Traveling to the Stars

Scientists and engineers are working on machines to do the most difficult jobs in space. Here we present some of the impressive space robots that may soon rewrite our understanding of much of our solar system.

Since 1995 astronomers have discovered some 550 confirmed planets orbiting other stars. NASA's Kepler space telescope is in the process of uncovering thousands more, including ones similar to Earth in size and temperature. Before long, people will be clamoring to know what they look like. The only way to find out is to go there. But reaching even the nearest star system, Alpha Centauri, within a human lifetime would require a spacecraft capable of cruising at 10,000 miles a second. Voyager 1, the fastest-moving spacecraft, is moving at one-tenth of 1 percent of that speed.

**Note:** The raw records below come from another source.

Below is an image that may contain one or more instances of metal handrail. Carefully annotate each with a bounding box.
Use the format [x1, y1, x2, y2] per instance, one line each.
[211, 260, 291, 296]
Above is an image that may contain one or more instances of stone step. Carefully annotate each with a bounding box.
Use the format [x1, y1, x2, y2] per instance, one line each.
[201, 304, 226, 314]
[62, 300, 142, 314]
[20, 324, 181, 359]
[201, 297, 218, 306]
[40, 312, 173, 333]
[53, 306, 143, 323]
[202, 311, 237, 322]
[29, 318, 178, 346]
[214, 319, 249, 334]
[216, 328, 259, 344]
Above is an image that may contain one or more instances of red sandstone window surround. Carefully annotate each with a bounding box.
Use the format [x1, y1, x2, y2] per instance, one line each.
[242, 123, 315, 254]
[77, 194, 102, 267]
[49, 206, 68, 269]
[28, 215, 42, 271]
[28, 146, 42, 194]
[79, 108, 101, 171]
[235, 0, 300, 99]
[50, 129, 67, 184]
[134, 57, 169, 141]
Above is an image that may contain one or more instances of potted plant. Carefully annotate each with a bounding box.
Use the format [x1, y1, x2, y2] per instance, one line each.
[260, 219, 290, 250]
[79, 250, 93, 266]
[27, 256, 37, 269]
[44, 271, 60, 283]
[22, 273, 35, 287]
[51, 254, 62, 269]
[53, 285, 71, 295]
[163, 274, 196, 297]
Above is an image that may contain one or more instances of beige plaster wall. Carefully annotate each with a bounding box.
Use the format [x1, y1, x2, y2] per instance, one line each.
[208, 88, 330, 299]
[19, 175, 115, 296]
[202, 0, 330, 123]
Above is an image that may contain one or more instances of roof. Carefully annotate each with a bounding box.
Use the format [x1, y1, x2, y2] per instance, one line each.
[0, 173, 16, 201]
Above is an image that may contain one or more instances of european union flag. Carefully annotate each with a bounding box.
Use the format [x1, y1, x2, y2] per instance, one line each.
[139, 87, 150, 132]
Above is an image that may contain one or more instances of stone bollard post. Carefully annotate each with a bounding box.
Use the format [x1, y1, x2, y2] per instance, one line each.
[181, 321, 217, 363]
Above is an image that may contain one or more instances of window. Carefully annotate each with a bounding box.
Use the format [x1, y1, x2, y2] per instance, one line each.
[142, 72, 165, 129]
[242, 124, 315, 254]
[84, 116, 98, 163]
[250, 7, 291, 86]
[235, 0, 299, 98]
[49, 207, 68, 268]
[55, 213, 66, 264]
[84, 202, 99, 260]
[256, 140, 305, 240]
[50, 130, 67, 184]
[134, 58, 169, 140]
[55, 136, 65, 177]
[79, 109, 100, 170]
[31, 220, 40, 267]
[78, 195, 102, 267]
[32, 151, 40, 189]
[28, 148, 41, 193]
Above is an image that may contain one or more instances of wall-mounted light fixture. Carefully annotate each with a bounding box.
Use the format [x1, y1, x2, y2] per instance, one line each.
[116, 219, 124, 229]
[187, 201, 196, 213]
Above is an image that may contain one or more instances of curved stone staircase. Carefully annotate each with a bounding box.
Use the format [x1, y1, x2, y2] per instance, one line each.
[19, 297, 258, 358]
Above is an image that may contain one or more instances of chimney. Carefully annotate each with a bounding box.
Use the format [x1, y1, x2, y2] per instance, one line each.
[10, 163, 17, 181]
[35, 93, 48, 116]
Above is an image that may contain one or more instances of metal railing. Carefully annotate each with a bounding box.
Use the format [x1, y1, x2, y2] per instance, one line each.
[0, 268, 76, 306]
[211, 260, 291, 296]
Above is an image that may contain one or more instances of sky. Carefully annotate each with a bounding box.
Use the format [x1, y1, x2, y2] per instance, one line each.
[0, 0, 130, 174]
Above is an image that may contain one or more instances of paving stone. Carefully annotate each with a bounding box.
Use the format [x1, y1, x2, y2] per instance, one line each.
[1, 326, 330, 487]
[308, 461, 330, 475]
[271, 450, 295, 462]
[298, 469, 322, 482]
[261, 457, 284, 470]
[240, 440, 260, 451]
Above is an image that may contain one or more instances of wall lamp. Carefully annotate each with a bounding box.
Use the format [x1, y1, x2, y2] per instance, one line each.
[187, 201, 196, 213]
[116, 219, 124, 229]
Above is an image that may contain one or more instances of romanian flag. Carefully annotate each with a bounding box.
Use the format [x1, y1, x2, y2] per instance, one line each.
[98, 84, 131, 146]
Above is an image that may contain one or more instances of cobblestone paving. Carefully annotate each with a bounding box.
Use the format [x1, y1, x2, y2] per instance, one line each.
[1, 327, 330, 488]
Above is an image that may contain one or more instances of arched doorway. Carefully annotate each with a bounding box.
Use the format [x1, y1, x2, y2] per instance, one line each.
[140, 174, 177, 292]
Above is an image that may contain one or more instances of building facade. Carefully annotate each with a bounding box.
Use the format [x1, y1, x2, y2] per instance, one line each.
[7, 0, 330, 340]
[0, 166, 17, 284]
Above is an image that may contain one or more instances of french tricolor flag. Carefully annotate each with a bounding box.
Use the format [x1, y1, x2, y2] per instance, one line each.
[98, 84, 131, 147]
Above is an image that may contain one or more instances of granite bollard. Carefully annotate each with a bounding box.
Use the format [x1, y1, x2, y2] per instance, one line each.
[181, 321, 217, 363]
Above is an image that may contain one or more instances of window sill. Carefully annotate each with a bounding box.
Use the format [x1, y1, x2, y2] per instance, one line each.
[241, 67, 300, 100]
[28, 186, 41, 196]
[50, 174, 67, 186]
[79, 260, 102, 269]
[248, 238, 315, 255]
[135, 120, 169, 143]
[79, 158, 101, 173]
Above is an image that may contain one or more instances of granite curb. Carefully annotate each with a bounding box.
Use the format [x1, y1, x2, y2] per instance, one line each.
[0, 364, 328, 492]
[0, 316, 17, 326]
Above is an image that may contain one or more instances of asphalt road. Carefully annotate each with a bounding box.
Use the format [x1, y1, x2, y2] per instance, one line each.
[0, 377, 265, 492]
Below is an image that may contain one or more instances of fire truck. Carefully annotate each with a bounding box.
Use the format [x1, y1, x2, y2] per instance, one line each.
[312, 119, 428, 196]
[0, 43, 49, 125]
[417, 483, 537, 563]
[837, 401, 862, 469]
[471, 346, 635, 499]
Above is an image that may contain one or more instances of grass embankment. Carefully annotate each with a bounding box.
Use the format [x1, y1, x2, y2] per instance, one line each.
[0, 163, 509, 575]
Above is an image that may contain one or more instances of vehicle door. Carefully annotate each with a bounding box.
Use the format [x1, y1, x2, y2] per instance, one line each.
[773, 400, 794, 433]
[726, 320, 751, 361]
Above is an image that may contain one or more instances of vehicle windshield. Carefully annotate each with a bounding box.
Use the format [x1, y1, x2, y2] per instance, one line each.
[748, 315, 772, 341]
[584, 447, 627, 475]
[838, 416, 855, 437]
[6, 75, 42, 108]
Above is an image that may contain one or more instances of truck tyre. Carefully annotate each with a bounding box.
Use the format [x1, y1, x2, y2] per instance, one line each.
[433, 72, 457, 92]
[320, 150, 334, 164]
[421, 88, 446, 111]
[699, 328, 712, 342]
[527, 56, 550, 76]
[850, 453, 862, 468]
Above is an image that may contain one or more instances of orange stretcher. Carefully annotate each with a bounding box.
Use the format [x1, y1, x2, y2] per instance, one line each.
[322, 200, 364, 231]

Although NASA canceled its Breakthrough Propulsion Physics project in 2002, engineers are still pushing the limits of speed and range. The New Horizons probe has the most distant target of any space mission ever attempted: everyone's favorite dwarf planet, Pluto, which it will reach in July 2015. Around the same time, scientists will begin testing a prototype of the Variable Specific Impulse Magnetoplasma Rocket, or VASIMR, which expels searing hot plasma to produce thrust, at the International Space Station. VASIMR will not reach the stars, but it may allow future probes to leave the solar system in years rather than decades. True star travel will probably require technologies like antimatter or nuclear fusion rockets, which are currently not much more than dreams.